Sorgen um die Altersvorsorge: Thüringer besonders verunsichert

Nur etwa jeder Zehnte in Thüringen (11 Prozent) fühlt sich für das Alter ausreichend abgesichert - das ist bundesweit der niedrigste Wert. (Symbolfoto)
Nur etwa jeder Zehnte in Thüringen (11 Prozent) fühlt sich für das Alter ausreichend abgesichert - das ist bundesweit der niedrigste Wert. (Symbolfoto)
Foto: dpa
  • Alt und wenig Geld: Das wünscht sich niemand, ist aber oft Realität
  • In Thüringen bangen besonders viele Menschen trotz privater Altersvorsorge um einen sorgenfreien Lebensabend

Nur etwa jeder Zehnte in Thüringen (11 Prozent) fühlt sich für das Alter ausreichend abgesichert - das ist bundesweit der niedrigste Wert. Dabei tut etwa die Hälfte der Thüringer (51 Prozent) auch privat etwas für die Altersvorsorge.
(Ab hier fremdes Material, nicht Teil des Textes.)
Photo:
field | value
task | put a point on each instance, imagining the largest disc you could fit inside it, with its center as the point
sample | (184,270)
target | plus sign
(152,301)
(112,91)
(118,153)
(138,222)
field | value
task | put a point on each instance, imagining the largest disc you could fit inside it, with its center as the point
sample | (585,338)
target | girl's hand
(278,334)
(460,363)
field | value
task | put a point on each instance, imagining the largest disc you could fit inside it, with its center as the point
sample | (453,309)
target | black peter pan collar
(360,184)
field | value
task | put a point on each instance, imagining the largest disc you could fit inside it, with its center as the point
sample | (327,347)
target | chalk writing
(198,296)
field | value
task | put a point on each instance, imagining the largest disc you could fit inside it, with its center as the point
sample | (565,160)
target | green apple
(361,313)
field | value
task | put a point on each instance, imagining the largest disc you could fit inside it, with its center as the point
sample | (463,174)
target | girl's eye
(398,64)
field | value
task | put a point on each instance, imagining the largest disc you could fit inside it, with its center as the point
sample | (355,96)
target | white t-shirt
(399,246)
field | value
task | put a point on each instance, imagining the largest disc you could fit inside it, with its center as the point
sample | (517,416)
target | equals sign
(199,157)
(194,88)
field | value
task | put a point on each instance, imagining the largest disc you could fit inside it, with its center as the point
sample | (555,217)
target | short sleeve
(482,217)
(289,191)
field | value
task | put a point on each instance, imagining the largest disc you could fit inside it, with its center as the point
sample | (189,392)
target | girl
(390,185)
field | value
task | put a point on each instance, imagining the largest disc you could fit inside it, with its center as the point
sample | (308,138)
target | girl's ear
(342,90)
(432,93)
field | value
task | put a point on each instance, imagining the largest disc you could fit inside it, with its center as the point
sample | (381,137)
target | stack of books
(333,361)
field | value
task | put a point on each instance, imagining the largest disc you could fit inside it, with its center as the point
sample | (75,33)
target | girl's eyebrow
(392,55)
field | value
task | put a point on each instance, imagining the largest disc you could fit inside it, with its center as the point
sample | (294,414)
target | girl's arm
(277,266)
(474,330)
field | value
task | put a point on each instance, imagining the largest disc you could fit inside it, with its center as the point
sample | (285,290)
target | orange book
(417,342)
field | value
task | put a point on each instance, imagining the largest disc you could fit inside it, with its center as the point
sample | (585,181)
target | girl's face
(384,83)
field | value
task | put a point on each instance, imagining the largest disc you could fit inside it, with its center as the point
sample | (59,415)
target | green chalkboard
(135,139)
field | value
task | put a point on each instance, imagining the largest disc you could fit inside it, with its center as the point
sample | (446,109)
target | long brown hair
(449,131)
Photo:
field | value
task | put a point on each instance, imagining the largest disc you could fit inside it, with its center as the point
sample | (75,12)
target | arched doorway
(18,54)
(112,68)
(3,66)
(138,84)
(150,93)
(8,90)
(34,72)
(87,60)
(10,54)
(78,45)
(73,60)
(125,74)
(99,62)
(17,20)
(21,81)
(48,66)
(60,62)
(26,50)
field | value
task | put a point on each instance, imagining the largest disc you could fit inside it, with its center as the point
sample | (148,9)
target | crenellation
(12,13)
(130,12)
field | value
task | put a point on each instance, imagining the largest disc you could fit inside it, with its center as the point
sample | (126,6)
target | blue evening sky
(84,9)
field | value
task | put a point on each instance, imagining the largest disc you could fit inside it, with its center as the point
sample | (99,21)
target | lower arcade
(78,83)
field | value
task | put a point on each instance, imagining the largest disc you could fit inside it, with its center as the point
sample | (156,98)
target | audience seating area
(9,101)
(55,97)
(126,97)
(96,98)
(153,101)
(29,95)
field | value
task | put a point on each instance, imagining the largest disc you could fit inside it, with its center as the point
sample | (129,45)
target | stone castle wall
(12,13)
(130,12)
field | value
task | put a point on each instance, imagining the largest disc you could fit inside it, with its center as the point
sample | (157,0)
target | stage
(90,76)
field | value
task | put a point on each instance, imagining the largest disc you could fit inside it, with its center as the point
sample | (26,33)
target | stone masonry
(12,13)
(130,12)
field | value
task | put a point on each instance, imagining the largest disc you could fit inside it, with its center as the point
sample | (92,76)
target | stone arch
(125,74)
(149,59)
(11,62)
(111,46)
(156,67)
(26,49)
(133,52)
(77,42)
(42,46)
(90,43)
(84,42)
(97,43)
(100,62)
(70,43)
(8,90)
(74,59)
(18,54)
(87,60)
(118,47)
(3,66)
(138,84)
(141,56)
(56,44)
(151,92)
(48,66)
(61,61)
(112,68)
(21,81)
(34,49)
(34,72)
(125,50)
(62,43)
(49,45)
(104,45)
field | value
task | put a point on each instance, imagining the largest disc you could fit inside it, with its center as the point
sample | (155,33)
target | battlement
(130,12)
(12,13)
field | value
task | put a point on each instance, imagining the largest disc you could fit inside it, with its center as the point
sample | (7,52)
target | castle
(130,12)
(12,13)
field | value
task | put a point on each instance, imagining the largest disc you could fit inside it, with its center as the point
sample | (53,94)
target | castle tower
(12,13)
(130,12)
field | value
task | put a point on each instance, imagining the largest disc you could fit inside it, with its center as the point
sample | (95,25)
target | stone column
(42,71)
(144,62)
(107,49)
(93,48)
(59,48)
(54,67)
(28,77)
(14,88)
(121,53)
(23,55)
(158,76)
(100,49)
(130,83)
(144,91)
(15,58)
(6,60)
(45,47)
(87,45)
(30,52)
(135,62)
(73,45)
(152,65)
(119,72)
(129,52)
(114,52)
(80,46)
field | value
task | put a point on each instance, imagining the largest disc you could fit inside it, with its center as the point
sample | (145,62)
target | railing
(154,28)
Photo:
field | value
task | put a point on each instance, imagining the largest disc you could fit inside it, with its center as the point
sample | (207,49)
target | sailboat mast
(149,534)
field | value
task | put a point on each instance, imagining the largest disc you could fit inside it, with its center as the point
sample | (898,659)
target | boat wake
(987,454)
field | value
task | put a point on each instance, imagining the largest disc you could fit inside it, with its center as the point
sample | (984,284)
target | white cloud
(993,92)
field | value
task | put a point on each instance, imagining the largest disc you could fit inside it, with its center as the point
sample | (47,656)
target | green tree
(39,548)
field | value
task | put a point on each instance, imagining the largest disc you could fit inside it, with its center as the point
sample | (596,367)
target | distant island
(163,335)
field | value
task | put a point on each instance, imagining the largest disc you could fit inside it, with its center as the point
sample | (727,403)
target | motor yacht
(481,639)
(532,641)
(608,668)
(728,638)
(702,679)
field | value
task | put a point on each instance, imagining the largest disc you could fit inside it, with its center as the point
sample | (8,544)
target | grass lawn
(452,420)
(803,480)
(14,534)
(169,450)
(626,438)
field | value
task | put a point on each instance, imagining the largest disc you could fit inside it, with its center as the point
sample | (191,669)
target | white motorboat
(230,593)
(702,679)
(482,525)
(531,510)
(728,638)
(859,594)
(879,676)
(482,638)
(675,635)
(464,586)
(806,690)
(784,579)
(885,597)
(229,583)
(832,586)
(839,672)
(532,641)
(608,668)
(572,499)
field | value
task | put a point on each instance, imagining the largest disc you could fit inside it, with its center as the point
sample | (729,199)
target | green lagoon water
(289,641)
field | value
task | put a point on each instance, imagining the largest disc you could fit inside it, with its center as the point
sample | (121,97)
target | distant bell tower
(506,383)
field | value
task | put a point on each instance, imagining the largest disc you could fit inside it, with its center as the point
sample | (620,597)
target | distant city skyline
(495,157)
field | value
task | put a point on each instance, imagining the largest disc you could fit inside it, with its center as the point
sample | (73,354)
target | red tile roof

Das geht aus einer Umfrage des Marktforschungsinstitut YouGov im Auftrag der Commerzbank hervor.

Bayern sind am optimistischsten

Auch bundesweit sorgen demnach 51 Prozent der Befragen privat für ihren Lebensabend vor, ausreichend abgesichert fühlt sich aber nur etwa jeder Vierte (28 Prozent). Am ehesten sehen sich Menschen in Bayern (41 Prozent) fürs Alter abgesichert, gefolgt von Bremern mit 37 Prozent. In Berlin sind es laut Umfrage nur 14 Prozent, in Sachsen-Anhalt 15 Prozent.

Thüringer setzen auf Lebensversicherung, Riester-Rente und Betriebsrente

„Viele Thüringer sorgen sich, ob sie ihren Lebensstandard im Alter halten können“, erklärte die Niederlassungsleiterin der Commerzbank Erfurt, Jana Rosemann. „Trotzdem bleibt private Altersvorsorge für viele ein rotes Tuch.“ Laut Umfrage nutzt jeder Dritte im Freistaat dafür Lebensversicherungen. Auf die Riester-Rente setzten 27 Prozent der Befragten, elf Prozent auf eine Betriebsrente.

Fast die Hälfte könne sich keine regelmäßigen Rücklagen leisten

44 Prozent der Befragten in Thüringen gab an, sich regelmäßige Rücklagen für das Alter nicht leisten zu können. Mehr als jeder Vierte (27 Prozent) ist davon überzeugt, dass an privater Vorsorge nur Banken und Versicherungen verdienen. Wieder andere wollen sich einfach nicht festlegen, weil sie vielleicht früher an das Geld müssten.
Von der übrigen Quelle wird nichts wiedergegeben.